These are the key concepts you need to understand to accurately answer the question.

Understanding the Dot Product
The dot product is a fundamental operation when working with vectors. It provides insights into the angle and relationship between two vectors. For vectors \( \mathbf{a} = \langle a_1, a_2, a_3 \rangle \) and \( \mathbf{b} = \langle b_1, b_2, b_3 \rangle \), the dot product is calculated as: \[ \mathbf{a} \cdot \mathbf{b} = a_1 b_1 + a_2 b_2 + a_3 b_3 \] It's a scalar, meaning the result is a single number. This result can inform you about the vectors' directions:
  • If the dot product is positive, the angle between the vectors is acute.

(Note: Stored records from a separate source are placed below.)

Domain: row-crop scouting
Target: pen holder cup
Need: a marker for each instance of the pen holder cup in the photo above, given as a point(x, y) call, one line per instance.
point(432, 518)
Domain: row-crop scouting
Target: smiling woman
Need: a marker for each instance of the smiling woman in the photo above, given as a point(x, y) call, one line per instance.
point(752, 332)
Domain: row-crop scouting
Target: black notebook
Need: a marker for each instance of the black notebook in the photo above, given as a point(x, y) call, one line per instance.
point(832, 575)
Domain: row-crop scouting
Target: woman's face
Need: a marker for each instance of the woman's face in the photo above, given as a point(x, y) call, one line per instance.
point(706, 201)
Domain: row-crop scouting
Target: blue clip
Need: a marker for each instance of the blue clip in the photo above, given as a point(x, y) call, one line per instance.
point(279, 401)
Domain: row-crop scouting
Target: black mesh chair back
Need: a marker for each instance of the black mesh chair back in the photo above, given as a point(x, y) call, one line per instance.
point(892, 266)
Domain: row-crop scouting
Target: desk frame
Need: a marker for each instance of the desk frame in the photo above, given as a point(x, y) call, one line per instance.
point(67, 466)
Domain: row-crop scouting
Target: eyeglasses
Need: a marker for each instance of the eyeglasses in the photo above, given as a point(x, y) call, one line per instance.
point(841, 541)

  • If it is zero, the vectors are perpendicular or orthogonal.
  • A negative result indicates an obtuse angle.
In our exercise, with \( \mathbf{a} \cdot \mathbf{b} = 0 \), the vectors are orthogonal, confirming a right angle.
Calculating Vector Magnitude
A vector's magnitude indicates its length in space. To compute the magnitude of a vector \( \mathbf{v} = \langle v_1, v_2, v_3 \rangle \), we use: \[ \|\mathbf{v}\| = \sqrt{v_1^2 + v_2^2 + v_3^2} \]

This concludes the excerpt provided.